The cause of death has not yet been determined.
Tilikum, the orca whale that rose to infamy after killing a trainer at SeaWorld before becoming the basis of a controversial documentary about the marine theme park, has died at 36.
Tilikum, who had been part of SeaWorld’s community for the last 25 years, was the subject of the 2013's Blackfish, which explored the care of orcas in captivity.
The cause of Tilikum's death has not yet been released.
“Tilikum had, and will continue to have, a special place in the hearts of the SeaWorld family, as well as the millions of people all over the world that he inspired,” SeaWorld President & CEO Joel Manby said in a statement. “My heart goes out to our team who cared for him like family.”
The world learned Tilikum's name in February 2010 when SeaWorld trainer Dawn Brancheau was grabbed by her ponytail, dragged into a pool and tossed around by the orca.

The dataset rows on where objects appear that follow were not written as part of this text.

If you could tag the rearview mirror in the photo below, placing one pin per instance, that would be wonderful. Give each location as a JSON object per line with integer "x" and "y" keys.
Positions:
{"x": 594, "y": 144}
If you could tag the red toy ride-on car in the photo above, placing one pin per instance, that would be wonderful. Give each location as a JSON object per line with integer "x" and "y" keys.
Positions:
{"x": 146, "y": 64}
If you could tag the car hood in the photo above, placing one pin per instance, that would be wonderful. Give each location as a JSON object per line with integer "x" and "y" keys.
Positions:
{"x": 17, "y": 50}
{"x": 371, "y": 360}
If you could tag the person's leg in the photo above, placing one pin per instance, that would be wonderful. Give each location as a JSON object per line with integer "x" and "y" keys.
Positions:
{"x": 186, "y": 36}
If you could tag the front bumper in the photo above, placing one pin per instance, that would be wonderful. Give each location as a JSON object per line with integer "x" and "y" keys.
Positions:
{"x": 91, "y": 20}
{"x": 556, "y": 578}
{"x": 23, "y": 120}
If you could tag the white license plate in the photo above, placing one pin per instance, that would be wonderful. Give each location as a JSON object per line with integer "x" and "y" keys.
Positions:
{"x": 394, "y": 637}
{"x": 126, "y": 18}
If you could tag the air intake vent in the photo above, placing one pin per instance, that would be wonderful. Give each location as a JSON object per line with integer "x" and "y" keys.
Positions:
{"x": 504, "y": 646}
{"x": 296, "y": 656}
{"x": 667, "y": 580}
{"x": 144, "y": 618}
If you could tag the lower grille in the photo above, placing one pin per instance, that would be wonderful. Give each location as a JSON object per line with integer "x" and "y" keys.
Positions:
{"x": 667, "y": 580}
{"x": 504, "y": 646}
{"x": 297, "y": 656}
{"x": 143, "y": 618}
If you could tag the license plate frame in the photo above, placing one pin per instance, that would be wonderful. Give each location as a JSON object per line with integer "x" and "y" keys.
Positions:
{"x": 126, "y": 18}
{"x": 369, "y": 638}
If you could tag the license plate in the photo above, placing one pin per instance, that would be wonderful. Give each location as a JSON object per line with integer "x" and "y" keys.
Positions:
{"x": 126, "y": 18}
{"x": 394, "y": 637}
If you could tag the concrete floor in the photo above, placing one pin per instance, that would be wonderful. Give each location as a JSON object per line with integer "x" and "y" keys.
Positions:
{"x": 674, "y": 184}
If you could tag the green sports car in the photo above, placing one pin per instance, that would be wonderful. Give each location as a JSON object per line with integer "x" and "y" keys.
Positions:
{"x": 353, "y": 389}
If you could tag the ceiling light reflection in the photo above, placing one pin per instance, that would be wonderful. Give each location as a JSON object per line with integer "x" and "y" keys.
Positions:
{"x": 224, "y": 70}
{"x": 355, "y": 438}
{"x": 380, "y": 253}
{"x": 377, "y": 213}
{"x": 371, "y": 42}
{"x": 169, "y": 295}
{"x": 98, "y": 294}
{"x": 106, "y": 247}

An autopsy revealed that Brancheau was drowned and suffered multiple traumatic injuries.
In a statement on their website, SeaWorld said: “Tilikum’s life will always be inextricably connected with the loss of our dear friend and colleague, Dawn Brancheau. While we all experienced profound sadness about that loss, we continued to offer Tilikum the best care possible, each and every day, from the country’s leading experts in marine mammals.”

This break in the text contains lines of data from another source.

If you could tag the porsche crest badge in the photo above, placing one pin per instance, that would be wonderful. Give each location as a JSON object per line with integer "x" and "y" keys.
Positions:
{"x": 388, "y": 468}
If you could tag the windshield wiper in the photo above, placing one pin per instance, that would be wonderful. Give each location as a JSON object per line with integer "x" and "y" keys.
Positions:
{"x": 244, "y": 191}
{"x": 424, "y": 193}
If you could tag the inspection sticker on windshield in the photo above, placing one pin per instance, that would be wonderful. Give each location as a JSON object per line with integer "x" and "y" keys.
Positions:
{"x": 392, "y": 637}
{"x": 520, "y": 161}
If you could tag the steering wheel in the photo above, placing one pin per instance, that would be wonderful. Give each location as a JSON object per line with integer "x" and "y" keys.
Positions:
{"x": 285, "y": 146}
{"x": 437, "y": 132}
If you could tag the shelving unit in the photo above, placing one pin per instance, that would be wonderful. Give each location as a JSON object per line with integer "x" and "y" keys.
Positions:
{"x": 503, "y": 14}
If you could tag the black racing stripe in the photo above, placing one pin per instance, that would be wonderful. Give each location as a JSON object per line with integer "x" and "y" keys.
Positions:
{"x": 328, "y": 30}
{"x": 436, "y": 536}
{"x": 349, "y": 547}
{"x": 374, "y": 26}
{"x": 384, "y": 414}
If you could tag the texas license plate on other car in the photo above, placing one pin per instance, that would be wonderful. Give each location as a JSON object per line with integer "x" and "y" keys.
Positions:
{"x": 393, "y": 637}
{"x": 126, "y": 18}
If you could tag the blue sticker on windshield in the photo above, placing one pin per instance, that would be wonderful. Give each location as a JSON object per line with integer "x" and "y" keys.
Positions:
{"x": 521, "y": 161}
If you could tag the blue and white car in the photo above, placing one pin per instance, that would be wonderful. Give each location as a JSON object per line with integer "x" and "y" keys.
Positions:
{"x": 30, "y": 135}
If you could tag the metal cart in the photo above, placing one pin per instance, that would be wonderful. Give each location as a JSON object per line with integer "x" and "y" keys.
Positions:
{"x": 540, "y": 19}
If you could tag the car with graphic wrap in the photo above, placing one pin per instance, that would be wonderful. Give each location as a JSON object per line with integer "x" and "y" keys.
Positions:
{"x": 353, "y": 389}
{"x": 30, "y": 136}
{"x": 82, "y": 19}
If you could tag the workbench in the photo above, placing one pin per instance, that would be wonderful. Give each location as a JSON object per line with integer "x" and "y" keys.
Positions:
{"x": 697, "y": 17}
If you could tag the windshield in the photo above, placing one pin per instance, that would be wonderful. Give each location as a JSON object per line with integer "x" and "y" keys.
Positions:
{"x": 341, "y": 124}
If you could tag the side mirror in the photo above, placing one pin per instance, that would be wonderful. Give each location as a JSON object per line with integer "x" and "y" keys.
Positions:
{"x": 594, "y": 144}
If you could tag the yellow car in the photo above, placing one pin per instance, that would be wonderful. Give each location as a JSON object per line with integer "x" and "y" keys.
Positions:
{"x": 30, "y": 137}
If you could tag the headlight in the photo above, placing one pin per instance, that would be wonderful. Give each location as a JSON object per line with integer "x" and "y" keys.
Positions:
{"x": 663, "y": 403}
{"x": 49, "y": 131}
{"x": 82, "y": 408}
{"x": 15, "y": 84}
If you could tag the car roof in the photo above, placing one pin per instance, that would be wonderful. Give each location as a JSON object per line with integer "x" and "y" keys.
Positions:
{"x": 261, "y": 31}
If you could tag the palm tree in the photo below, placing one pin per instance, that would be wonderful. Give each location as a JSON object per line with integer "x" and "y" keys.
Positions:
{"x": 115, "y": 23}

The orca was born off the coast of Iceland and moved to Sealand of the Pacific after being captured. While at the Canadian aquarium in British Columbia, he and two other female orcas were responsible for the 1992 death of a trainer who slipped and fell into their pool and was submerged by the giants of the water.
Following that incident, Tilikum was moved to SeaWorld in Orlando, Florida, where it lived for the rest of its days.
The orca was also linked to the 1999 death of a man who apparently snuck into SeaWorld, and either fell, jumped or was pulled into Tilikum's tank.
According to National Geographic, the average lifespan of an orca in the wild is anywhere between 50 to 80 years. Studies conducted by The Marine Mammal Inventory Report, a database run by the National Oceanic and Atmospheric Administration catalogues all the marine mammals held in the country, indicate that females live longer than males in both the wild and captivity.